How can I adequately credit and praise someone who believed enough in blind students to teach us how to pour sulphuric acid, do experiments with beakers and flasks over Bunsen burners, use scalpels to dissect specimens, and observe plants coming from seeds to bloom in the terrarium? What do I say to convey my gratitude for the man who helped us learn what science is, how it is done, and how it is applied in the world to create the things we use on a daily basis? What was it that caused this big, loud, gregarious person to have such faith in us? What made him willing to do unorthodox things to get us books, teach us, and expect us to learn the material and be responsible students, while maintaining a fun-loving atmosphere in the classroom, print shop, and lab?

I have worked for a variety of organizations in three states and have rarely encountered a person even approaching Bob's character, intelligence, and charismatic personality. I wish I could explain what made Bob such an outstanding teacher. Maybe it was that his father was a teacher in Saginaw. Maybe it was his strong faith, which he never pushed on anyone, but lived each day. Maybe it was the wonderful education he received at Michigan State University. Who knows? I only know that he was a model teacher. He was not perfect, which made him even better as a role model. We learned that being human was okay and that showing care, dedication, and a sense of humor would serve us well in our lives.

In addition to his duties as the science teacher and the head of the yearbook, he built a Boy Scout troop, which won awards in the Chief Okemos Boy Scout Council. He developed a coed exploring program that won an award from the President of the United States for doing river cleanup on the Pine River between Cadillac and Manistee, Michigan. He earned the disdain of some professionals in the blindness field and the admiration of his students by allowing totally blind people to canoe together on the Pine River. Clearly he believed in adventure and in the abilities of blind people to manage our lives independently. He took Catholic students off-campus to their catechism classes and to church on Sunday. Bob and his family were truly dedicated to us as students.
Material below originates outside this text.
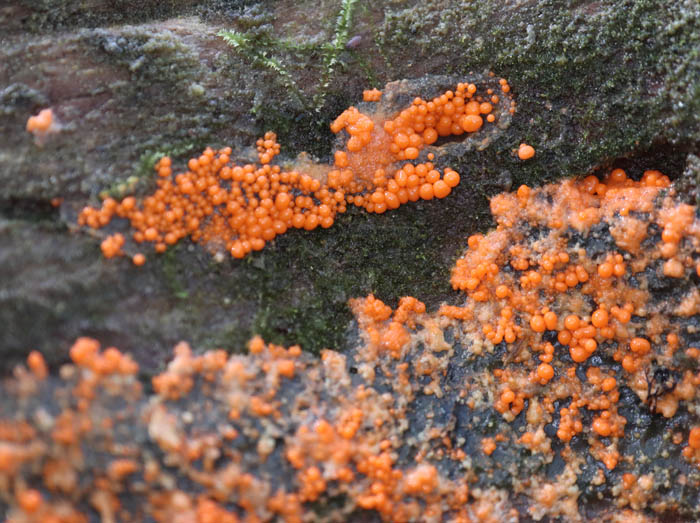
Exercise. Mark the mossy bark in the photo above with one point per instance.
(595, 83)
I have pursued science as an interest throughout my life. To show my gratitude to Bob in some small way, I have worked with the National Federation of the Blind of Michigan, Opportunities Unlimited for the Blind, and the Michigan Department of Education Low Incidence Outreach (formerly the Michigan School for the Blind) to create a science summer camp program for blind kids, which has operated for the past two summers. I am writing grants to fund our program for 2012. I want to try to give to blind youth of today a small measure of what Bob gave to me so many years ago. I have a passion for the outdoors, for technology, and for scouting and exploration, all thanks to an amazing man named Robert K. Burnett, a friend, teacher, and outstanding human being.